The comfort level of lingerie in this era certainly still has plenty of room for improvement. However, looking back, undergarments have come a long way!
Let’s take a look at the history and evolution of lingerie.
The earliest mention of undergarments dates back to Ancient Greece. Even then, the pieces of woolen cloth called an apodesmos was only wrapped around a woman’s chest to support their breasts, and secured at the back with pins.
In ancient Rome, tight support garments known as mamillare or fascia were worn for functional rather than aesthetic purposes, mainly to make women’s busts appear smaller.
Come middle age, loose undergarments such as a chemise were worn by both genders to absorb any sweat and body oils, preventing their outerwear from getting stained.
Its Chinese counterpart with the same purpose, a du dou, was first fashionable among the upper classes in the Ming Dynasty. Towards the end of 1500’s, petticoats were worn under a dress to enhance the appearance of a tiny waist.
Corsets did not start out as most of us remember. In the 1820s, long-line corsets were popular due to how they complemented their column dresses.
Long-line corsets did not only give the women an appearance of a tiny waist – they extended to their hips and upper thighs as well!
In this era, corsets were worn to help women create an hourglass figure, with the appearance of a tiny waist obtained by wearing steel corsets or whale-bone corsets.
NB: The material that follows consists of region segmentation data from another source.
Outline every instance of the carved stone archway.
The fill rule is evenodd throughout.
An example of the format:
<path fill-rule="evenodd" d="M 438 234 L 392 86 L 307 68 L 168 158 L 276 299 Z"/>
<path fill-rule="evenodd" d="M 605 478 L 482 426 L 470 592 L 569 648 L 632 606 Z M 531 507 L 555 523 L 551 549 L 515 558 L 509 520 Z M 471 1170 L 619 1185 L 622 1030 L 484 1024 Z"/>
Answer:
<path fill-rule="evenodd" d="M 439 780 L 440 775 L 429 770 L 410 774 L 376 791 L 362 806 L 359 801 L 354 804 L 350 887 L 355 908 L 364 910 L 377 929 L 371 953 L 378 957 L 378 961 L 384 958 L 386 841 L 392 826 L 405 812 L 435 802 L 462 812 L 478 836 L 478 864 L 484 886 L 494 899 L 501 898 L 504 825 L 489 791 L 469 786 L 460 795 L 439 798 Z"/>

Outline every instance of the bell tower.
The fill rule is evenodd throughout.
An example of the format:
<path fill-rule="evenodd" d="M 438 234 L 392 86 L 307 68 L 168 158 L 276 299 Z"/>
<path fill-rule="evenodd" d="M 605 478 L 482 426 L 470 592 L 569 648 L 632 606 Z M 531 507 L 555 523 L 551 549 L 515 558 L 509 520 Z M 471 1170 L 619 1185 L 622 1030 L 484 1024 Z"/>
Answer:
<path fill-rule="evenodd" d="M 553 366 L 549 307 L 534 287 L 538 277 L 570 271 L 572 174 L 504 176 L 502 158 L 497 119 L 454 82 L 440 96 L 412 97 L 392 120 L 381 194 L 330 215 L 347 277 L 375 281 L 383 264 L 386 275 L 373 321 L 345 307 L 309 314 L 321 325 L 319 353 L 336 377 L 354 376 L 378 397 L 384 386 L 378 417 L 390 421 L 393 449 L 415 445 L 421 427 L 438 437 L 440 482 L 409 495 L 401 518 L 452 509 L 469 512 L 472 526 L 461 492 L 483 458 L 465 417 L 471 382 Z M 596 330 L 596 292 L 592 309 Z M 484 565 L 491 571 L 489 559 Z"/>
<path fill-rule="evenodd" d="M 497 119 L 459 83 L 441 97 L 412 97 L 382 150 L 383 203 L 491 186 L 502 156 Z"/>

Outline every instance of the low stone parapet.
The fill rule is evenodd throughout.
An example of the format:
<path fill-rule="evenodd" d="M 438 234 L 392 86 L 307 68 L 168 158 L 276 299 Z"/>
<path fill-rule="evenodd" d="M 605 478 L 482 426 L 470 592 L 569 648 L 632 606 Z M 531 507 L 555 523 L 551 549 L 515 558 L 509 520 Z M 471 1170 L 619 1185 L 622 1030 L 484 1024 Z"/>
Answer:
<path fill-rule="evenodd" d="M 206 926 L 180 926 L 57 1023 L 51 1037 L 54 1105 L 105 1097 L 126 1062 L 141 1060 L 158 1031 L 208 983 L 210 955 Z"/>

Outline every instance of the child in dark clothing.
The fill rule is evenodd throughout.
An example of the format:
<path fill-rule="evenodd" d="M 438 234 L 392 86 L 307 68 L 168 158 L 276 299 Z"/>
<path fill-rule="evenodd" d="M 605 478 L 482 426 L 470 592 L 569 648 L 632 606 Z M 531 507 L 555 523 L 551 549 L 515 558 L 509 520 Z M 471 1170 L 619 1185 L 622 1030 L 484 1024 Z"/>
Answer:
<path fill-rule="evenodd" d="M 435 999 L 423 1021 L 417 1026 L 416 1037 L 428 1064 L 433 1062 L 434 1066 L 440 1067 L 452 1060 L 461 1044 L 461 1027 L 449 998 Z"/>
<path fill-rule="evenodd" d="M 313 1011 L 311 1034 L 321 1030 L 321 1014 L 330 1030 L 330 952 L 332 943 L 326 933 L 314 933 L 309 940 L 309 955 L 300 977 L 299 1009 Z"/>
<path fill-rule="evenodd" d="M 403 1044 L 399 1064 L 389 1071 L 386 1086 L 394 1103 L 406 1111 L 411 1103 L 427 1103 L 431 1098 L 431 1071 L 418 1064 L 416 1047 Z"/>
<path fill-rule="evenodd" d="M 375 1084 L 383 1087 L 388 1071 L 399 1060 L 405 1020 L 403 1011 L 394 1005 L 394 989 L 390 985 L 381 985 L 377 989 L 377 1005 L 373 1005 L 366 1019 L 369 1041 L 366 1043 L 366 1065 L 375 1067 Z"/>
It sure doesn’t sound comfortable!
By the 1890s, frilly bloomers became a comfortable clothing option - a baggy pair of pants worn mostly by radical women.
Pantalets with lace hems were also featured in this era, with an
appearance similar to bloomers. These pants, however, served to cover up a lady’s ankles.
The first bra was invented by Caresse Crosby, otherwise known as Mary Phelps Jacobs, merely by sewing two handkerchiefs together with a ribbon tie. Underwired bras were introduced in early 1930s, but did not gain popularity due to WWII’s aftermath which included some metal shortage.
By 1946, underwired bras started becoming more popular for the support they provided. Barely a year later, push-up bras were invented to give women the appearance of bigger busts.
Around the same time, more comfortable undergarments such as slips - similar to the modern era nightgowns, gained popularity as did girdles.
The first girdles were made from rubber, which was not exactly a breathable material.
By the 1950’s, undergarments’ had evolved to include garter belts and stockings. Typically, the stockings were about knee-high and connected to the hose all the way at the waist with an embroidered ribbon.
Soon, bikini briefs came along as women became more open to their sexuality and wanted
more comfortable undergarment options.
Brazil released thongs in the 1980’s to help women hide their panty lines when wearing tight clothes. These undergarments came in various colours and fabrics.
Today, some of the historical undergarment pieces are still worn as fashion statements, or
adapted to a modern, more comfortable fit with different materials and cuttings.
The changes in these lingerie styles also brought upon the world a positive difference - an open mindset to
how a woman’s body shape may vary.
For example, lingerie is made to fit plus-sized models with additional support and straps. There’s no telling how the world of undergarments might evolve next.